A brisk walk through the city streets, smoking a cigarette sitting on a step, a long wait to cross the street, standing static at a red light. Moments of suspension, individual and mechanical, chosen by David van der Leeuw (1989) as the subjects of his photographs. In these shots there is no pretension to elevate “banal” moments to something else, but to capture them in their simplest essence. On the streets of major metropolises – such as Paris, Amsterdam, New York – street photographer David van der Leeuw captures everyday actions with a foreign and detached point of view, that of the voyeur.
The faces of the subjects are never revealed, indeed the focus is on the gesture, posture, movement of the action or silhouette. Moments of loneliness that in some shots are charged with a certain metaphysical desolation, and in others with a futuristic dynamism, making evident the pictorial suggestions from which David is inspired.
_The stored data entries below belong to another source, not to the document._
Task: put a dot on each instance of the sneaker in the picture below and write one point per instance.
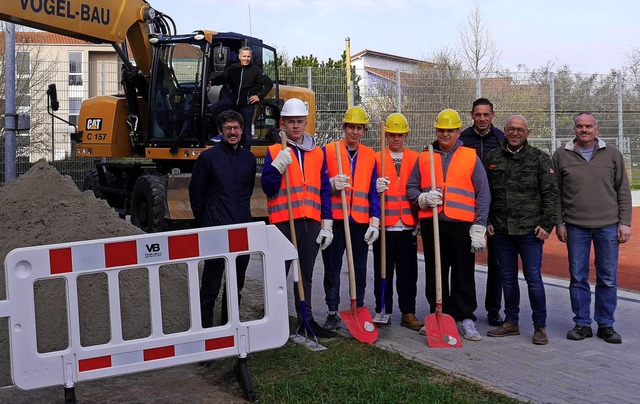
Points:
(332, 322)
(469, 330)
(494, 318)
(382, 319)
(507, 328)
(580, 332)
(540, 336)
(317, 330)
(608, 334)
(410, 321)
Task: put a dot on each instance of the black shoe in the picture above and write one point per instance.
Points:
(608, 334)
(494, 318)
(580, 332)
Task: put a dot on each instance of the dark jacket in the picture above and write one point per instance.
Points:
(221, 186)
(244, 81)
(483, 144)
(524, 190)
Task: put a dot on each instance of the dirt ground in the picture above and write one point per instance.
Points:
(43, 207)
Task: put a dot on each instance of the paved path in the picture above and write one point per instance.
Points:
(564, 371)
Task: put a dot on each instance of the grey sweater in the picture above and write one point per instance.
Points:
(594, 193)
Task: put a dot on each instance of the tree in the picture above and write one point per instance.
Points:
(479, 51)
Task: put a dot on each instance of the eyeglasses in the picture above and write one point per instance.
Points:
(519, 131)
(230, 128)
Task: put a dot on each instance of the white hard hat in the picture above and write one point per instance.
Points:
(294, 107)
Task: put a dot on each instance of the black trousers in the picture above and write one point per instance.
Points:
(401, 261)
(210, 287)
(306, 233)
(458, 268)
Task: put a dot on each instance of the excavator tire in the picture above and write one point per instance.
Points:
(92, 183)
(148, 204)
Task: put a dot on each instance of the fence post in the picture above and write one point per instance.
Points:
(10, 117)
(552, 110)
(621, 144)
(398, 91)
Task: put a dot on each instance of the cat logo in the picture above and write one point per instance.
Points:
(94, 123)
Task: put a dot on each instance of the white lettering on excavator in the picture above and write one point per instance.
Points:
(66, 9)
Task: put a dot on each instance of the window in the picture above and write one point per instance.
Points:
(75, 68)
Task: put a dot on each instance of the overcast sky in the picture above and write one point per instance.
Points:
(590, 36)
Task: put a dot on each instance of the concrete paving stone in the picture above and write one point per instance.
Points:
(563, 371)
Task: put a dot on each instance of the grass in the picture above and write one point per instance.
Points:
(352, 372)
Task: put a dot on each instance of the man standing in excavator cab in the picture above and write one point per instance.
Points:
(248, 85)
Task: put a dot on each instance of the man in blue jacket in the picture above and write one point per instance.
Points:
(484, 137)
(220, 192)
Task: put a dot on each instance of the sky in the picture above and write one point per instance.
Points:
(588, 36)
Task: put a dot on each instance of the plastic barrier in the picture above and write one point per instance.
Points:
(24, 266)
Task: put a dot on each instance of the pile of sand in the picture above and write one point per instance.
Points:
(43, 207)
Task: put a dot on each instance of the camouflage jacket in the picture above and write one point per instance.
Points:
(524, 190)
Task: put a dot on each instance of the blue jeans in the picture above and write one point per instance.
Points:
(529, 248)
(605, 245)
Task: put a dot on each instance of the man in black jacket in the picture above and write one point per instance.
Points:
(484, 137)
(220, 193)
(248, 85)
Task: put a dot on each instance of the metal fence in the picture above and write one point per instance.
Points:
(548, 100)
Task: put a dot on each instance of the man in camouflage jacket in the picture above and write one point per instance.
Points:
(524, 197)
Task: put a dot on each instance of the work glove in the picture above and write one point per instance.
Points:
(373, 231)
(339, 182)
(478, 242)
(282, 160)
(382, 184)
(416, 231)
(430, 199)
(325, 237)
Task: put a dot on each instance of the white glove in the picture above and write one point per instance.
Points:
(382, 184)
(325, 237)
(478, 242)
(339, 182)
(416, 231)
(373, 231)
(282, 160)
(430, 199)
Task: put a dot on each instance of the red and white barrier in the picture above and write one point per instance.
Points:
(24, 266)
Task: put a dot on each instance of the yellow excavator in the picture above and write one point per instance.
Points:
(154, 131)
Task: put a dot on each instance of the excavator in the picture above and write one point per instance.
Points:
(146, 140)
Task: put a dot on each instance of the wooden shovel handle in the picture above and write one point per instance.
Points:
(347, 231)
(436, 231)
(292, 227)
(383, 237)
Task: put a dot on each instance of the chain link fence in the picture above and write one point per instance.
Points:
(548, 101)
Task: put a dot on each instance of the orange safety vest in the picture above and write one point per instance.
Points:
(304, 187)
(358, 193)
(397, 206)
(458, 194)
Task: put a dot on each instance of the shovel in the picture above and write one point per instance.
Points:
(382, 318)
(357, 320)
(441, 328)
(314, 346)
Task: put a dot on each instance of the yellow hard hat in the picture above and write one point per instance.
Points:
(356, 115)
(448, 119)
(396, 123)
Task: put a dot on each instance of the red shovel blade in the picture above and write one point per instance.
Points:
(442, 331)
(360, 324)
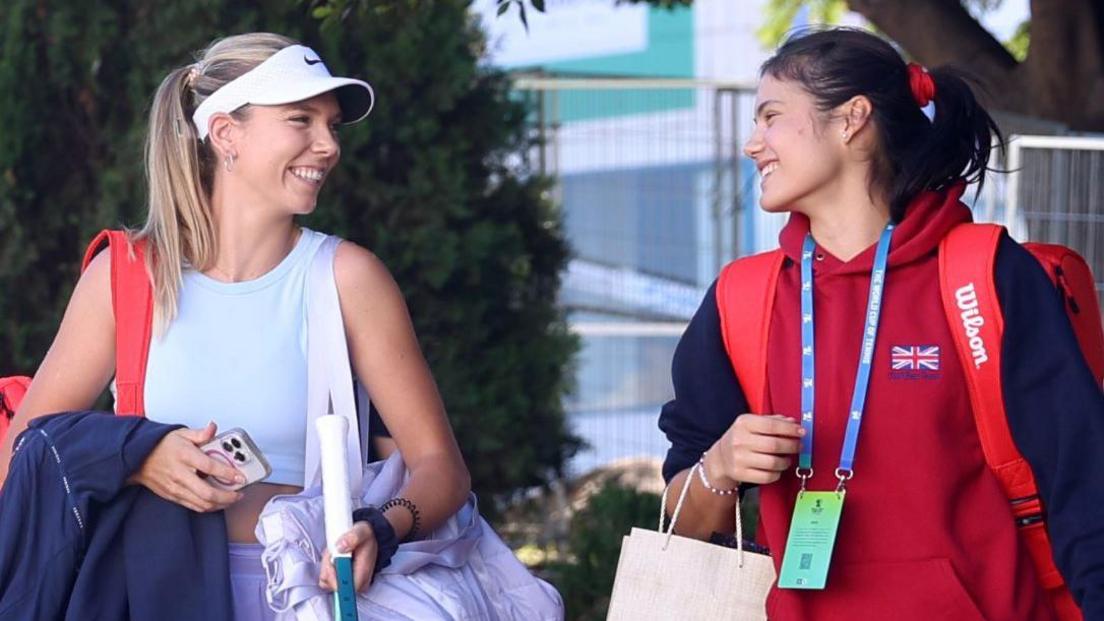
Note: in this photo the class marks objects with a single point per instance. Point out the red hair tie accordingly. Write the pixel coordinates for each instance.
(921, 84)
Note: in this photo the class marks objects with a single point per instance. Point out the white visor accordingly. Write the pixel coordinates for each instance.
(293, 74)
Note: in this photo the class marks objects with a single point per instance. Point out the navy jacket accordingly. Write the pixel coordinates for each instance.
(77, 543)
(1054, 408)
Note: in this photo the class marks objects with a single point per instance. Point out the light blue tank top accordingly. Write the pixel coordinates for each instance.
(236, 354)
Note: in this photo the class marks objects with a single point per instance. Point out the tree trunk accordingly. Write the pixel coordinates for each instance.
(1061, 80)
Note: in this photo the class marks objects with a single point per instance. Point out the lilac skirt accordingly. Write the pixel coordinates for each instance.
(247, 583)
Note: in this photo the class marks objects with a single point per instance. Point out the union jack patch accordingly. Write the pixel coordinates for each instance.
(915, 357)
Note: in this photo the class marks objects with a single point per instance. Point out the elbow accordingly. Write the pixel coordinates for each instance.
(463, 483)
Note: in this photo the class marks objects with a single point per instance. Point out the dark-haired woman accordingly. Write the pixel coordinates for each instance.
(844, 146)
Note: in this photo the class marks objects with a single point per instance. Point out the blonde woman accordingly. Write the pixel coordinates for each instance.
(241, 143)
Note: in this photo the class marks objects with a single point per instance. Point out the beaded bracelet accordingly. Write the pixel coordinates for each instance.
(707, 484)
(409, 505)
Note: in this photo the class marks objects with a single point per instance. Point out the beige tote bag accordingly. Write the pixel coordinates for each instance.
(665, 577)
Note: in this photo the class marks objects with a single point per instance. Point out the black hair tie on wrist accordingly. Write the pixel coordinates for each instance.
(386, 541)
(409, 505)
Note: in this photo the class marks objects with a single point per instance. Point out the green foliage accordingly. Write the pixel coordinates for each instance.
(434, 182)
(781, 13)
(1020, 42)
(594, 541)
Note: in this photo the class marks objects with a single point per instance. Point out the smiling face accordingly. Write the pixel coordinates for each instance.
(792, 146)
(286, 153)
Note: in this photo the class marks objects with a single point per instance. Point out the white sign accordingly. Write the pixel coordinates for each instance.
(568, 30)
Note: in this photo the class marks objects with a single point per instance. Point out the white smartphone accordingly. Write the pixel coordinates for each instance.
(237, 450)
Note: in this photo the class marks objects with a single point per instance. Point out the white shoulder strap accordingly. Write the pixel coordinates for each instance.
(329, 375)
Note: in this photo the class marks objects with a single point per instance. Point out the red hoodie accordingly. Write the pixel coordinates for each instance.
(925, 529)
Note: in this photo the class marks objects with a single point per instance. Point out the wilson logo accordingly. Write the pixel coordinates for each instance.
(973, 320)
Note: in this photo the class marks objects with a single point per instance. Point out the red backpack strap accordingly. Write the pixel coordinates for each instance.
(744, 301)
(133, 301)
(967, 258)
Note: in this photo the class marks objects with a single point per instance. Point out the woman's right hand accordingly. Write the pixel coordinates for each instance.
(755, 449)
(173, 469)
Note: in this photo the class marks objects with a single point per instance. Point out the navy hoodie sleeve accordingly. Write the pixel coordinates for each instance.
(707, 395)
(1055, 412)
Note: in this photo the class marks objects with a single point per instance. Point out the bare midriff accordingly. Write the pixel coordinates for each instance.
(242, 516)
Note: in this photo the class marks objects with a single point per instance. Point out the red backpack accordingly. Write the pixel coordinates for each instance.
(967, 255)
(133, 301)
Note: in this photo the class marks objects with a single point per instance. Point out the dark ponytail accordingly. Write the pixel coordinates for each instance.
(914, 154)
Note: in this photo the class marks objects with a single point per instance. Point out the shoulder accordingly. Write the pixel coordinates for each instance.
(95, 282)
(361, 275)
(354, 264)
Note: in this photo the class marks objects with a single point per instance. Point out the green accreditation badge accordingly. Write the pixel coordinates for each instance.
(810, 541)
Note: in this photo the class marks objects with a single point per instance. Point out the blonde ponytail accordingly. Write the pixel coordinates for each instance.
(180, 228)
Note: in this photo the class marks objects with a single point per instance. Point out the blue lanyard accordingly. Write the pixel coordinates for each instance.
(862, 378)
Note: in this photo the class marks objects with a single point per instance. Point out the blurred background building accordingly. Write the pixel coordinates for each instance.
(643, 113)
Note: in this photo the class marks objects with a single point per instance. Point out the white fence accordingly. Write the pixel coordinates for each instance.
(657, 198)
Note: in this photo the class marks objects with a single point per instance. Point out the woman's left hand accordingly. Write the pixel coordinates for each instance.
(361, 540)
An example is the shot “Heels in motion,” which draws on Giacomo Balla‘s work “Dinamismo di un cane al guinzaglio,” or the shot “Jacquemus flower,” which acquires a Surrealist feel. With a metaphysical flavor, on the other hand, are photographs such as “Tod’s fashion” or “NYC Smoking man,” dictated by the play of light and shadow skillfully used by David. Hopperian hyperrealism also emerges in some photographs, as in “Paris reflection.”
As can be seen from some of the shot titles, David van der Leeuw’s photographic approach is appreciated by many fashion brands and major magazines, including Jacquemus, Tod’s, Cassina, Vogue and Vanity Fair, for which David translates his artistic vision into editorial and advertising projects.